Four decades of prognostic scores in intensive care
Amanda Quintairos,1,2 David Pilcher,3,4 and Jorge I. F. Salluh1,5
Intensive Care Med. 2022 Oct 31:1-3. doi: 10.1007/s00134-022-06914-8. Online ahead of print.
PMID: 36315260
Intensive care units (ICUs) are people- and technology-intensive environments where timely and wise use of advanced monitoring and life support is crucial to revert or avoid life-threatening conditions. From their inception, this highly complex environment has been confronted with a need to demonstrate its effectiveness to healthcare stakeholders [1]. In the 1970s and 80s, increasing costs of intensive care, associated with poor outcomes of patients with multi-organ failure, urged intensivists and healthcare managers to look for metrics could concisely express ‘severity of illness’ and, thus, allow measurement of risk-adjusted outcomes [2].

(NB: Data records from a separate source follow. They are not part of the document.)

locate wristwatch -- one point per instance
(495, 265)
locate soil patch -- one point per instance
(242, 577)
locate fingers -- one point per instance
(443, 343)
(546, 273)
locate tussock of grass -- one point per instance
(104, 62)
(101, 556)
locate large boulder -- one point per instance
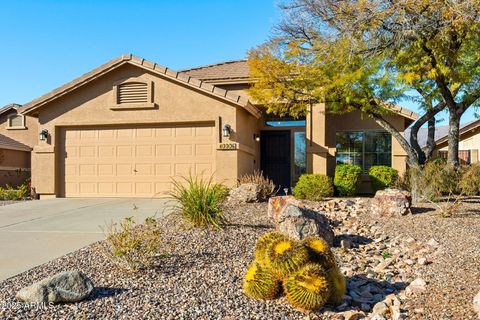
(68, 286)
(246, 193)
(391, 203)
(292, 218)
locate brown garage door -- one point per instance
(132, 161)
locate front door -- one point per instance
(275, 157)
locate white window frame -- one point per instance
(10, 127)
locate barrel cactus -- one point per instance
(320, 252)
(260, 284)
(309, 288)
(307, 269)
(285, 256)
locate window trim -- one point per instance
(21, 127)
(128, 106)
(364, 131)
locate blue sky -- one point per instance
(48, 43)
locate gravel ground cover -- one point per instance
(202, 277)
(453, 277)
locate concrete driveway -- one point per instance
(35, 232)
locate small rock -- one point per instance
(68, 286)
(353, 315)
(246, 193)
(345, 244)
(416, 286)
(391, 203)
(380, 308)
(476, 304)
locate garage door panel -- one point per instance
(133, 162)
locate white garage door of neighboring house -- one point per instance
(132, 161)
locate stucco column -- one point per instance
(43, 166)
(319, 146)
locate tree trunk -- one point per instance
(453, 138)
(412, 158)
(431, 145)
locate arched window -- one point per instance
(16, 121)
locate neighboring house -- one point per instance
(18, 133)
(126, 128)
(469, 143)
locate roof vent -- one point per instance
(133, 92)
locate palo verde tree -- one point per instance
(367, 55)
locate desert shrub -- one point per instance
(313, 187)
(382, 177)
(266, 185)
(20, 193)
(199, 200)
(346, 179)
(470, 181)
(131, 246)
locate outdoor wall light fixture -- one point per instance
(43, 135)
(227, 130)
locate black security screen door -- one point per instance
(275, 157)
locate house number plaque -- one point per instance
(227, 146)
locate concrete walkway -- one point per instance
(35, 232)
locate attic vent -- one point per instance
(133, 92)
(16, 121)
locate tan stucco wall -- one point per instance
(321, 138)
(28, 136)
(90, 105)
(468, 141)
(14, 167)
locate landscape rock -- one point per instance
(416, 286)
(298, 222)
(476, 304)
(246, 193)
(68, 286)
(391, 203)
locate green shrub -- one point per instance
(199, 200)
(382, 177)
(131, 246)
(313, 187)
(20, 193)
(470, 182)
(346, 179)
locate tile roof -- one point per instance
(228, 70)
(151, 66)
(10, 144)
(9, 107)
(441, 132)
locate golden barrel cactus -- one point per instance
(309, 288)
(259, 283)
(285, 256)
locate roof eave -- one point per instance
(179, 77)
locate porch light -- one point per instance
(43, 135)
(227, 129)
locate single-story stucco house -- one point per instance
(468, 146)
(126, 128)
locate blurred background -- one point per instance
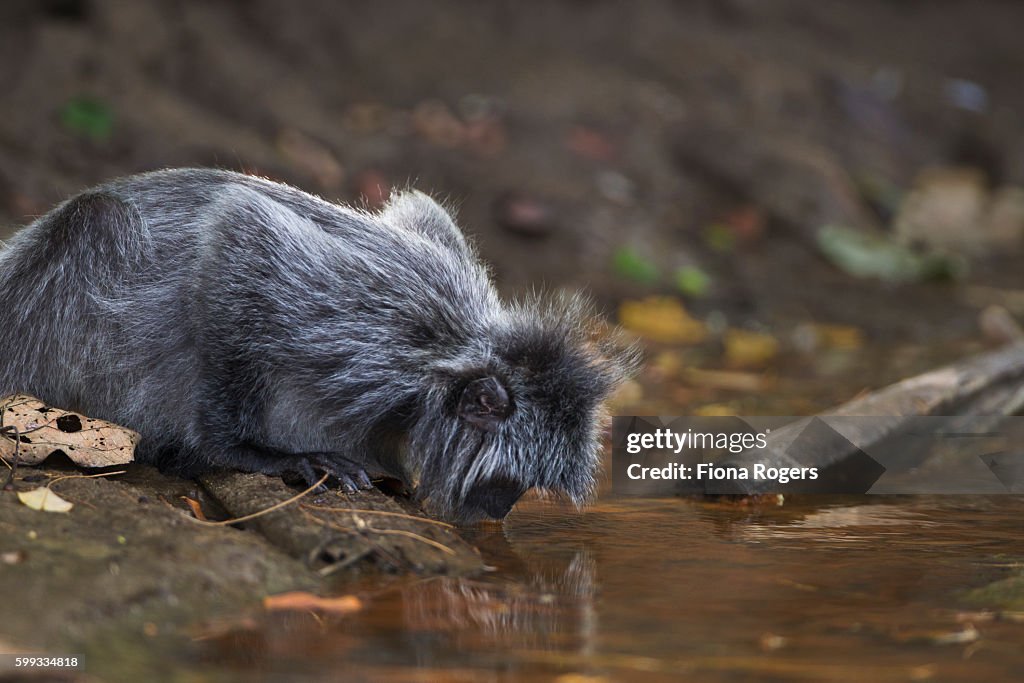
(794, 186)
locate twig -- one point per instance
(379, 512)
(272, 508)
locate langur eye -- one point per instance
(484, 403)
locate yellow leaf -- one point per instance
(307, 601)
(749, 349)
(663, 319)
(44, 499)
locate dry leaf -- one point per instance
(43, 430)
(44, 499)
(196, 508)
(304, 601)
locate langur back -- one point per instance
(239, 323)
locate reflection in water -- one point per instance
(866, 588)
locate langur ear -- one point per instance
(484, 403)
(416, 212)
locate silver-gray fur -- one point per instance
(240, 323)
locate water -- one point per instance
(866, 588)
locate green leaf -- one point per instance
(88, 117)
(692, 281)
(630, 264)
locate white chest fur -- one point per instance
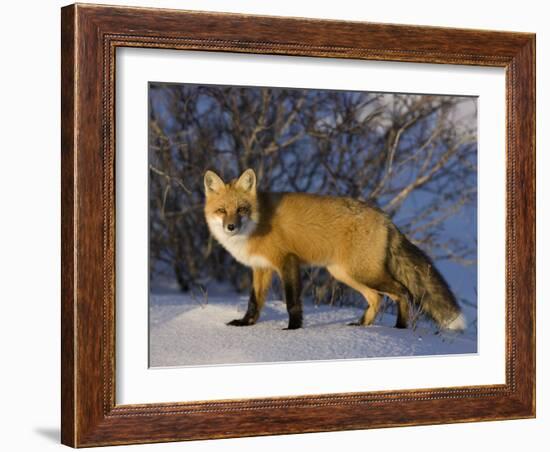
(237, 246)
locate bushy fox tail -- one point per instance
(429, 290)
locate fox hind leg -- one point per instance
(290, 274)
(401, 295)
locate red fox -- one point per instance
(357, 243)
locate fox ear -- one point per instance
(247, 181)
(212, 183)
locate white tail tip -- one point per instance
(458, 324)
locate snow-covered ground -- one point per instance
(191, 330)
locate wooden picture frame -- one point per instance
(90, 36)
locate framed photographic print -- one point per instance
(281, 225)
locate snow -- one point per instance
(191, 330)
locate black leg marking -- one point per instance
(261, 278)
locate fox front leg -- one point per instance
(292, 286)
(261, 281)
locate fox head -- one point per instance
(231, 208)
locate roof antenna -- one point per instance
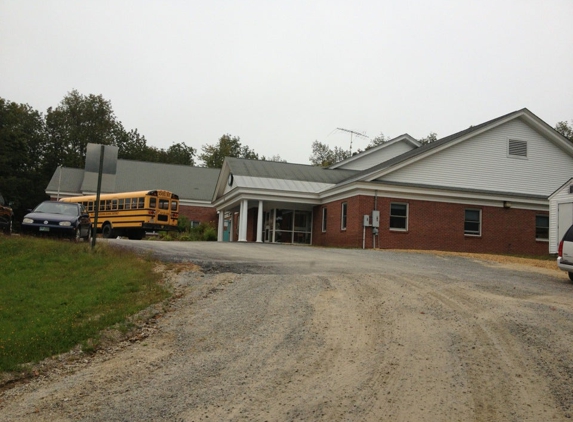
(353, 133)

In the early 1980s, the Acute Physiology and Chronic Health Evaluation (APACHE) system was a milestone in the history of ICU outcome prediction. This scoring system translated domains of pre-morbid conditions (age and co-morbidities), diagnoses and early physiologic derangements (organ failures, laboratory and physiological abnormalities) into a numeric expression of illness severity. In addition to the absolute value of the score, the APACHE system provided an estimate of the risk of death for each individual patient. APACHE was soon followed by the development of the Mortality Prediction Model (MPM) in the United States and the Simplified Acute Physiology Score (SAPS) in Europe. As the technologies improved, new treatments and protocols of care were applied, and the case-mix of the ICU changed (more elderly, co-morbidities and immunocompromised), scores needed to be updated to remain valid predictors of outcomes. The pioneering early versions of APACHE, SAPS and MPM were updated, with SAPS3, APACHE IV, and MPM0-III published, respectively, in 2005, 2006, and 2007 [3]. One of the important differences among these scores relates to the time when they are calculated. SAPS3 and MPM0-III use data from the first hour of ICU admission; whereas, APACHE IV uses the “worst” measurements from the first 24 h. Therefore SAPS3/MPM0-III potentially reflects the early severity of the non-resuscitated patient. APACHE IV provides more time for data collection and less missing data.
Finally, dynamic scores may be applied in the ICU. The most commonly used is the Sequential Organ Failure Assessment (SOFA) which was developed to define the degree of organ failure, to stratify risk particularly in patients with sepsis, and to monitor response to treatment. Scoring systems, although useful for individual risk assessment, are not as applicable for mortality prediction and ICU performance monitoring. They are often used to complement more general mortality scores in ICU.